The Economics of Doula Fees

The economics of professional labor support work are a mystery to many people; we offer this information so that you’ll have a better idea of what you’re paying for:

Hours – Couples having a first baby may imagine they expect the doula will only be spending a few hours with them during the labor and birth.  In reality, most first labors last about 16+ hours; the longest continuous time I’ve spent providing labor support is 42 hours.  The average time spent with a woman for her labor and birth is about 16 hours.  Most doulas spend an additional minimum of 8 hours in two prenatal and one postpartum meeting, and another one to five hours in email and phone contact.  Doulas also do phone and in-person interviews at no charge, adding some time and transportation costs for each eventual client, as well as for many families who interview several doulas and do not end up hiring her.  The doula fee translates to an hourly rate of about $20.

$30/hour for an average client, before expenses, self-employment taxes, health insurance…etc (for the long labors, that can drop to about $10-$12/hour).

Clients per Week/Month – In order to make a commitment to be available to attend you in labor, a doula must limit the number of clients she puts on her calendar so as to avoid birth conflicts and to ensure she will be reasonably rested when you go into labor.  The rule of thumb for birth professionals is that one client per week is a full schedule.  If most of a doula’s clients are first-time mothers, three clients per month is often a full-time workload.

Clients per Year – When a doula accepts you as a client and puts your due date on her calendar, she also commits to being available two weeks beforehand and two weeks after that date, to cover the normal time-frame for full-term delivery, and to be available for any immediate pre- and postpartum needs.  This means that to schedule a one-week vacation, or to ensure that she doesn’t miss her own child’s birthday or a professional training she has paid for, she must take a whole month off with no clients at all (2 weeks buffer on each side).  Though it sometimes feels excessive, the normal delivery period is truly and regularly that unpredictable and most doulas are unwilling to risk being unavailable for the labor and delivery of a client to whom they have committed.  It runs quite contrary to one of the purposes of hiring a doula-to select one birth professional with whom you feel comfortable who you know will be there to assist and support you throughout your entire labor and delivery process.  In addition, clients and due dates sometimes come in bunches-there are some weeks where she may have to turn clients away and other weeks when she has no births on the calendar.

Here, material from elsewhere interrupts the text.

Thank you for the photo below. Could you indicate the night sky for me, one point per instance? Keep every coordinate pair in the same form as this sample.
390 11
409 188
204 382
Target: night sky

Consultant Factor – The rule of thumb is that a self-employed professional’s income is only half of what they earn, after deductions for vacation and sick time, self-employment taxes, health insurance, and business expenses.  As you may imagine, a doula’s communication expenses are high – business phone, pager, cell phone, and computer connection; there are also routine professional expenses (to obtain and maintain certifications and professional associations) and unusual transportation and supplies expenses.  The self-employed professional expenses include their own marketing, printing, and office as well as service (birth) supplies, which a salaried “employee’s” wages do not cover.

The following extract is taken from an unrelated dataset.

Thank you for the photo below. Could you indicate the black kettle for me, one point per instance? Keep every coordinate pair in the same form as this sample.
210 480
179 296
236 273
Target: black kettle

Putting It All Together – The doula’s fee must also cover the “intangible” costs of doing this work.  Expectant parents are often frustrated by the unknowns related to when, where, how, and how long their labor and delivery will end up taking place-the doula’s entire career and personal life are subject to this uncertainty on an ongoing basis.  Being on-call all of the time (as opposed to in regular shifts) requires a certain personality and passion for this work, including a willingness to be called after half an hour of sleep to go attend (and be fully present for) a labor for an unpredictable period of time, and possibly to be called for another labor the very next day.  About 50% of first-time moms have some kind of pre-labor which starts and stops, sometimes resulting in two trips by the doula to the client’s home and/or the hospital, and being beeped awake two or three times over several days or weeks for one client.  Social weekend and day trips more than an hour from home are not options for a doula in the month surrounding a client’s due date (too risky), and even dinners out, concerts, and visiting friends may be abandoned with no warning, or at least require taking separate cars, “just in case.”

Bottom Line – Though we all sincerely wish that professional labor support were covered by all insurance plans and available and affordable to all women in labor, this is yet to be the case.  So, though we’d like our fees to be affordable for everyone, to charge any less would be doing future birthing women a disservice by making labor support an underpaid profession that cannot attract or keep talented, skilled individuals.  Clearly nobody’s getting rich doing labor support work.  However, if you are unable to afford or justify this childbirth expense, the best way to get labor support at a further reduced price is to try to locate women who are still in training, who may be offering some services at a lower fee while they gain experience and confidence.

Advocacy Suggestions – Doula services are covered by many health insurance plans.  You can send a letter to your insurance company requesting these services be covered.  You can talk with your Human Resources representatives to ask them to lobby to include all doula services as a covered option in your pan.  Additionally, you could talk with your midwife or doctor to encourage them to offer universal doula care to their clients.  By hiring several doulas to be on-call for their clients, they could substantially reduce the cost per birth, although the doula might be someone you’ve never met before.